982 self._iterating = False
--> 983 if self.dispatch_one_batch(iterator):
984 self._iterating = self._original_iterator is not None
985
~/.local/lib/python3.6/site-packages/sklearn/externals/joblib/parallel.py in dispatch_one_batch(self, iterator)
823 return False
824 else:
--> 825 self._dispatch(tasks)
826 return True
827
~/.local/lib/python3.6/site-packages/sklearn/externals/joblib/parallel.py in _dispatch(self, batch)
780 with self._lock:
781 job_idx = len(self._jobs)
--> 782 job = self._backend.apply_async(batch, callback=cb)
783 # A job can complete so quickly than its callback is
784 # called before we get here, causing self._jobs to
~/.local/lib/python3.6/site-packages/sklearn/externals/joblib/_parallel_backends.py in apply_async(self, func, callback)
180 def apply_async(self, func, callback=None):
181 """Schedule a func to be run"""
--> 182 result = ImmediateResult(func)
183 if callback:
184 callback(result)
~/.local/lib/python3.6/site-packages/sklearn/externals/joblib/_parallel_backends.py in __init__(self, batch)
543 # Don't delay the application, to avoid keeping the input
544 # arguments in memory
--> 545 self.results = batch()
546
547 def get(self):
~/.local/lib/python3.6/site-packages/sklearn/externals/joblib/parallel.py in __call__(self)
259 with parallel_backend(self._backend):
260 return [func(*args, **kwargs)
--> 261 for func, args, kwargs in self.items]
262
263 def __len__(self):
~/.local/lib/python3.6/site-packages/sklearn/externals/joblib/parallel.py in <listcomp>(.0)
259 with parallel_backend(self._backend):
260 return [func(*args, **kwargs)
--> 261 for func, args, kwargs in self.items]
262
263 def __len__(self):
~/.local/lib/python3.6/site-packages/sklearn/model_selection/_validation.py in _fit_and_score(estimator, X, y, scorer, train, test, verbose, parameters, fit_params, return_train_score, return_parameters, return_n_test_samples, return_times, return_estimator, error_score)
526 estimator.fit(X_train, **fit_params)
527 else:
--> 528 estimator.fit(X_train, y_train, **fit_params)
529
530 except Exception as e:
~/.local/lib/python3.6/site-packages/sklearn/svm/base.py in fit(self, X, y, sample_weight)
210
211 seed = rnd.randint(np.iinfo('i').max)
--> 212 fit(X, y, sample_weight, solver_type, kernel, random_seed=seed)
213 # see comment on the other call to np.iinfo in this file
214
~/.local/lib/python3.6/site-packages/sklearn/svm/base.py in _sparse_fit(self, X, y, sample_weight, solver_type, kernel, random_seed)
291 sample_weight, self.nu, self.cache_size, self.epsilon,
292 int(self.shrinking), int(self.probability), self.max_iter,
--> 293 random_seed)
294
295 self._warn_from_fit_status()
sklearn/svm/libsvm_sparse.pyx in sklearn.svm.libsvm_sparse.libsvm_sparse_train()
TypeError: an integer is required
My train_labels variable contains a list of booleans, so I have a binary classification problem. train_data is a <class'scipy.sparse.csr.csr_matrix'>, basically containing all scaled and One-Hot encoded features.
What did I do wrong?
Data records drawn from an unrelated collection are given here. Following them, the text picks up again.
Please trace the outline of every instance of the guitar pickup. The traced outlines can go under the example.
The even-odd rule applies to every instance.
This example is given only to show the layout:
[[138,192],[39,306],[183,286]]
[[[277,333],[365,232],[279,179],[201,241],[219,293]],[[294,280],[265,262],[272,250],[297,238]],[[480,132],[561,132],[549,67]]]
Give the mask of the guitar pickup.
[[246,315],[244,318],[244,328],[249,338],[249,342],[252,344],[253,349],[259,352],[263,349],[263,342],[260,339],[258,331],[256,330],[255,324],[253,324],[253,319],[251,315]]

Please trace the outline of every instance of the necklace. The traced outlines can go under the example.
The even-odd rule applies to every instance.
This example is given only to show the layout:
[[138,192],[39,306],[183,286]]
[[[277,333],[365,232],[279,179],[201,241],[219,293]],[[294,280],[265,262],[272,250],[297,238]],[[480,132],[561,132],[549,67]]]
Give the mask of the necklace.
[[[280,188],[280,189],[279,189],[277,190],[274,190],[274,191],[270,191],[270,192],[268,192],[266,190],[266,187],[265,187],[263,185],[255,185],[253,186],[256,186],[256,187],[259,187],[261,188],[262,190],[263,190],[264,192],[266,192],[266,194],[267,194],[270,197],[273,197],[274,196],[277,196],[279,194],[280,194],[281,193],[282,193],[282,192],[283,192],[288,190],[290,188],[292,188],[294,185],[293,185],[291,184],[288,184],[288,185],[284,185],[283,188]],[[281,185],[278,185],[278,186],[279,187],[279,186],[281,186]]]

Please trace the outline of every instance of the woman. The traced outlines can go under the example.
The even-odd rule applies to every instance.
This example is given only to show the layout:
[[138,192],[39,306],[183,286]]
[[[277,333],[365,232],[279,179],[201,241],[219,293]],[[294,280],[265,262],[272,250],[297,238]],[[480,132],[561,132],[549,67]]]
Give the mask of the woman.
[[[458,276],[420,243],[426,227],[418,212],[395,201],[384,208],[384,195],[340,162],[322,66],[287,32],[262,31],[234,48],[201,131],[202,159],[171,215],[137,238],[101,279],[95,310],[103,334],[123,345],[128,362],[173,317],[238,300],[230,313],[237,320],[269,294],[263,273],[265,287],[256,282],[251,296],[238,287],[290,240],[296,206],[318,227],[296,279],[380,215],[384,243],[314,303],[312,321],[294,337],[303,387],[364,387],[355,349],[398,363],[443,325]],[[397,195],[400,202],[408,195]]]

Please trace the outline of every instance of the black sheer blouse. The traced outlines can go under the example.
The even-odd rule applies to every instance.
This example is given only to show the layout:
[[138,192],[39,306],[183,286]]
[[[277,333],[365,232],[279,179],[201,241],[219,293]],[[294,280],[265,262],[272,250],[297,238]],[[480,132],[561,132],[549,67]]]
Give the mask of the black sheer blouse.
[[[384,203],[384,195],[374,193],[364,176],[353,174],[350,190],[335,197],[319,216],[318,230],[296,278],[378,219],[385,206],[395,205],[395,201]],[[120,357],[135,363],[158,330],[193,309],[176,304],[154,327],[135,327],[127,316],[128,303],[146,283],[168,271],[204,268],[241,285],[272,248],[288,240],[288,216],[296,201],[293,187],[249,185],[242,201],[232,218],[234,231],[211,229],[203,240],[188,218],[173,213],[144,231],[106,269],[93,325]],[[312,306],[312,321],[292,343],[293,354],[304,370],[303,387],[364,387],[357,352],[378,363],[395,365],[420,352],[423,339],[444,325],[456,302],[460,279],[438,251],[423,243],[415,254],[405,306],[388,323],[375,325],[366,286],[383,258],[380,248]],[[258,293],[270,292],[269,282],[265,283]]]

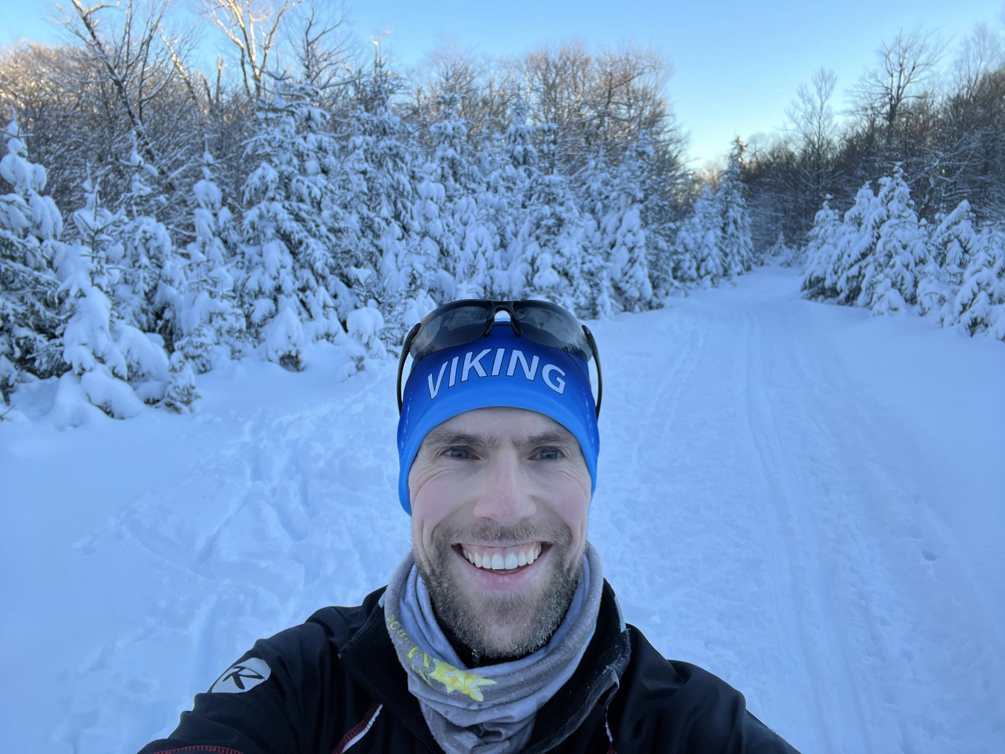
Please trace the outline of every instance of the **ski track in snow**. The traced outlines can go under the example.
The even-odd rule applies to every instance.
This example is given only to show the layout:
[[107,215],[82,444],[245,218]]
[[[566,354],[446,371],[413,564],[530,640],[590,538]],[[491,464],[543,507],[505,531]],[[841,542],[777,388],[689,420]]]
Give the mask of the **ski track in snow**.
[[[865,320],[799,301],[794,273],[765,269],[592,325],[605,401],[591,538],[626,618],[667,656],[743,691],[800,750],[997,751],[1005,595],[945,524],[966,472],[947,477],[952,458],[877,397],[897,374],[869,382],[849,368],[846,334]],[[877,343],[897,337],[888,322],[865,324]],[[951,335],[926,343],[956,348]],[[1005,359],[988,346],[1000,349],[966,344],[1000,374]],[[409,542],[392,366],[343,384],[269,375],[281,398],[261,388],[242,401],[235,388],[228,401],[231,386],[210,382],[188,423],[161,417],[165,441],[193,448],[172,484],[81,531],[59,556],[62,582],[26,584],[91,622],[112,604],[103,587],[131,604],[96,634],[26,647],[56,652],[64,670],[21,681],[54,691],[48,709],[8,710],[20,748],[5,750],[136,750],[254,639],[386,582]],[[995,384],[991,369],[975,379]],[[939,389],[951,386],[922,399]],[[5,441],[18,449],[16,433]],[[25,452],[0,461],[54,462]],[[105,459],[137,474],[156,461]]]

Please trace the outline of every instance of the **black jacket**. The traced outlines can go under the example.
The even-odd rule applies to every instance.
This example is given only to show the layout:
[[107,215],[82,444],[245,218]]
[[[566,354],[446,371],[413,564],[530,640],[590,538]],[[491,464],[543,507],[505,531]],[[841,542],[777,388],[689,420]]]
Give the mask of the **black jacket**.
[[[387,634],[383,591],[256,641],[221,677],[256,686],[197,695],[175,732],[141,754],[439,752]],[[265,681],[255,657],[268,666]],[[250,669],[234,670],[249,659]],[[524,751],[795,754],[747,711],[742,694],[700,668],[667,661],[626,625],[607,582],[586,653],[538,712]]]

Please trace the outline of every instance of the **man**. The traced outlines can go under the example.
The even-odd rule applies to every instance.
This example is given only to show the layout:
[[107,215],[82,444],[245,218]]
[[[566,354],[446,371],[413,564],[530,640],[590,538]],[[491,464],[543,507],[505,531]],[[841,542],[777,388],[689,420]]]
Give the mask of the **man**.
[[362,605],[257,641],[142,754],[794,752],[624,623],[586,536],[601,389],[560,307],[432,312],[398,369],[411,553]]

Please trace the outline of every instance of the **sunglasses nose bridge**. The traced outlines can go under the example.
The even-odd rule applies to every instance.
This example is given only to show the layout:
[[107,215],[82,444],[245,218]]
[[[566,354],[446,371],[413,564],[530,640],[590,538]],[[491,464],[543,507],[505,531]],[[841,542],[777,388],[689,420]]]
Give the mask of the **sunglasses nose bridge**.
[[492,328],[495,327],[495,315],[499,312],[506,312],[510,315],[510,327],[513,328],[514,334],[520,337],[520,320],[517,319],[517,311],[513,306],[513,302],[493,301],[491,305],[492,308],[488,312],[488,319],[485,320],[485,329],[481,331],[482,337],[487,337],[492,332]]

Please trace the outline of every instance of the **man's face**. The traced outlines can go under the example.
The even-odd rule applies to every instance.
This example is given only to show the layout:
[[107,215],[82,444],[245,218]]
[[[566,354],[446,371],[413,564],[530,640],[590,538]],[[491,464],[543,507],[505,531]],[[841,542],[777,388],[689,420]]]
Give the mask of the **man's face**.
[[466,411],[426,435],[408,489],[412,551],[440,621],[485,657],[547,642],[586,546],[590,473],[572,433],[521,408]]

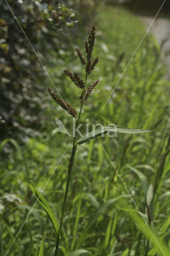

It's hard for me to track down what the issue is here. I thank you for any help in advance ;).
When you initialize the SVC using this line:
poly_svm_search = SVC(kernel="poly", degree="2")
You are supplying degree param with a string, due to inverted commas around it. But according to the documentation, degree takes an integer as value.
degree : int, optional (default=3) Degree of the polynomial kernel
function (‘poly’). Ignored by all other kernels.
So you need to do this:
poly_svm_search = SVC(kernel="poly", degree=2)
Notice how I did not use inverted commas here.